How to create convnet for variable size input dimension images

Hey guys, I was wondering if it’s possible to create a convnet with variable size input images as training data. If so can someone provide a simple example on how to achieve sth like that. For instance in tensorflow I would go and simply define the input shape on the first conv layer as (None, None, 3). Can we do sth like that in pytorch?



it depends on what you want to do at the end.

If the convnet is for image classification (you want one output for an image, regardless of size), then you can use nn.AdaptiveAvgPooling right before the fully connected layers.

If you want dense classification (larger image = larger output), you can replace your nn.Linear layers at the end with nn.Conv2d with kernel size 1x1


Hi Soumith , thanks a lot for the answer. Ultimately the goal is to do classification on image ROIs and since they are of different sizes that’s why I was asking. So for instance if we have a training loop like this:

for epoch in epochs:
    for sample in nb_samples:
        outputs = convnet(sample)

where each sample represents a batch and it actually is a list of images [img_1, img_2,...,img_n]. And, img_1, img_2,...,img_n represent ROIs extracted from the original images.

Would that work or do I need to specify sth beforehand in the convnet architecture to make it work with this kind of data?
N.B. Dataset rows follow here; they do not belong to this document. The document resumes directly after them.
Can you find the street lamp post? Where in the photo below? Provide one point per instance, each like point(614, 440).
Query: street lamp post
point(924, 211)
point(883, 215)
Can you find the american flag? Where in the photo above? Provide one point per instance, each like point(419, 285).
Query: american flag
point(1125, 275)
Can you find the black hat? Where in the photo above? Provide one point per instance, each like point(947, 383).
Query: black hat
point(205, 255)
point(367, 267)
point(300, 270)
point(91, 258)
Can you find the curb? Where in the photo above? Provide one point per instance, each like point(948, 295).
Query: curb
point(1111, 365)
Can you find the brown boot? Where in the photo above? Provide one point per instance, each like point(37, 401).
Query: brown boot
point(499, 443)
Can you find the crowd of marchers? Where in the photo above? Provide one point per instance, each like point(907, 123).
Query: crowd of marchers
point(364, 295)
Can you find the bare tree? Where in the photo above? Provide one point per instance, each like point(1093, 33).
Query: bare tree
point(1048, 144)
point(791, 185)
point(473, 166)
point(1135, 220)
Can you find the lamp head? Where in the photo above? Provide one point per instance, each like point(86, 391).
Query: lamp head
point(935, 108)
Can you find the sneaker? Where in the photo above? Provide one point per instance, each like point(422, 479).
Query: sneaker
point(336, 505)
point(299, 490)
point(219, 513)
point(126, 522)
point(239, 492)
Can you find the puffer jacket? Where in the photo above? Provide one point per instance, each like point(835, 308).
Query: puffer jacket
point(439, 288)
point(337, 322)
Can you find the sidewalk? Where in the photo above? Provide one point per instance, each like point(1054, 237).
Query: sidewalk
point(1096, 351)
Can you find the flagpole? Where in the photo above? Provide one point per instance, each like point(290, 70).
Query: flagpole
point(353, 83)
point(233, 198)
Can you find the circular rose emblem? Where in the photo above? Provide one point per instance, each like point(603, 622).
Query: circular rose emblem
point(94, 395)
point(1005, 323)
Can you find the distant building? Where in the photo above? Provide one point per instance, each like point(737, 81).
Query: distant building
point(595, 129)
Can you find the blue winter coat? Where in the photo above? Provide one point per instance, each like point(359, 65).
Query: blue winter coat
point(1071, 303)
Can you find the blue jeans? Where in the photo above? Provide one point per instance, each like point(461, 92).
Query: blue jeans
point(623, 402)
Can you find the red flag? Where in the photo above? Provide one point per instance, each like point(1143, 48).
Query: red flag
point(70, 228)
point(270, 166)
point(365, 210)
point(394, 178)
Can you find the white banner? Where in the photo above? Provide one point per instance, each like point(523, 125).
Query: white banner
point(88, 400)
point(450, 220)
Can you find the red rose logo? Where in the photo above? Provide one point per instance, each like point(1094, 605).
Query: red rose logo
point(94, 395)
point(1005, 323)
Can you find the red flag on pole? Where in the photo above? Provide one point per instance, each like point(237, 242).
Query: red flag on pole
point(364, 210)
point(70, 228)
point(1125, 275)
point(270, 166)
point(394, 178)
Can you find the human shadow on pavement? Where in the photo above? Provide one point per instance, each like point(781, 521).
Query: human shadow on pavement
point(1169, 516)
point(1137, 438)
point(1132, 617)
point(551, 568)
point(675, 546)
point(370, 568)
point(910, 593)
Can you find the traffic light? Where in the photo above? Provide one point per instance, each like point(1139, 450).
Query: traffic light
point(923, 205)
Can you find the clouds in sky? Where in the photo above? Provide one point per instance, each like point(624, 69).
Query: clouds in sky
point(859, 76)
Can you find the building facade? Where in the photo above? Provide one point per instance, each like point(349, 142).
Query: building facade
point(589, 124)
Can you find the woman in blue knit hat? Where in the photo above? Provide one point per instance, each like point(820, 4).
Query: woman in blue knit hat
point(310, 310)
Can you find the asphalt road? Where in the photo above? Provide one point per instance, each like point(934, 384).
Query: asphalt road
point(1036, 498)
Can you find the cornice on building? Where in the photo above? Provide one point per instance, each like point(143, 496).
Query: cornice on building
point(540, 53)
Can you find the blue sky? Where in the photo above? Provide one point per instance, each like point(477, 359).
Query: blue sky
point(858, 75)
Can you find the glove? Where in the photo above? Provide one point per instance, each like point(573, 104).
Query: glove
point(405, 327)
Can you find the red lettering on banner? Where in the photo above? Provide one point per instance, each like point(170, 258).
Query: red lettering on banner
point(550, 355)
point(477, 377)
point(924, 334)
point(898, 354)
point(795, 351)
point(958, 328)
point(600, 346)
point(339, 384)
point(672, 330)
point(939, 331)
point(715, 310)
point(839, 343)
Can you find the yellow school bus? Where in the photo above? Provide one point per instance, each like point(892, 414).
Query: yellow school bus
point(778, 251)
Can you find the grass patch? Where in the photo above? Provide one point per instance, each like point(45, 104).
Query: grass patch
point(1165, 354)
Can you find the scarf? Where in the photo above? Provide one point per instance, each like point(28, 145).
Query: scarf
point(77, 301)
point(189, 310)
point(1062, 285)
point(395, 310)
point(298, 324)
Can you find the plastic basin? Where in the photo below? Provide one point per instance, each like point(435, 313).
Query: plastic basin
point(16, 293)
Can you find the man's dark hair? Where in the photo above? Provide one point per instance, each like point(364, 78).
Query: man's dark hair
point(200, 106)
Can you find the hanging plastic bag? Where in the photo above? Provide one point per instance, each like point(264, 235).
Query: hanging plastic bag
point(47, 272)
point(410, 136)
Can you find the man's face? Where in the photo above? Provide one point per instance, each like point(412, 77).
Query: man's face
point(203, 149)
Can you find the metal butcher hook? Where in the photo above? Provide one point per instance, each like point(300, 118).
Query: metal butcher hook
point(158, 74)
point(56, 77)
I’m not quite sure about the benefits of nn.AdaptiveAvgPooling in this case. Would you mind elaborating a little bit. How could it help in terms of making the convnet deal with data where each sample has as variable size.

For instance:
img1.shape = 238, 126, 3
img2.shape = 68, 234, 3
img3.shape = 225, 98, 3
. . .
img_n = ...

1 Like

AdaptiveAvgPooling will take as input a variable sized image, and then downsample it to a fixed size. The way it does it is by adaptively changing the pooling filter size based on the input image size.


Awesome. Thanks, much appreciated! :slight_smile:

@kirk86 Can you share your key code that loading different size input images?

I read the source code of dataloader, finding that torch.stack() is used. This function expects all elements in the batch sequence the exactly same size. How do you handle that?

If I set batch size to greater than 1, how can I use a dataloader of different size inputs?



Same problem here. It would be much more convenient if we can do something like torch.stack with tensor of different sizes.

as a workaround, for batchsize=1, you can manually accumulate loss, do the average, then backward and update weight.


Thanks for the workaround, Jiedong. Is there a more optimized method for GPU utilization? Calling .cuda() on each data example tensor is not improving training performance over the CPU alone.

I might be missing something, but how does a kernel size of 1x1 solve this problem? How do we go from the 1x1 convolution of the preceding feature maps to a classification?

The number of kernels in the last conv layer (out_channels) will specify the number of classes, while the 1x1 kernel does not change the spatial size.
Using this approach you can easily output the class logits for each pixel location e.g. in a segmentation use case.

Thanks! But if we were trying to do simple classification of the entire image, then we would need some more logic here. In particular, if were trying to do NLL against say 10 classes, then perhaps one approach would be to average the values in each of the 10 feature maps of the last layer. I suppose this would be the “obvious” spatial-dimension invariant simple classifier.

Hi smth! How should I do if the spatial size of the input for convolutional layers is the same but the depth size of the input is variable? Does the AdaptiveAvgPooling still work? Thanks!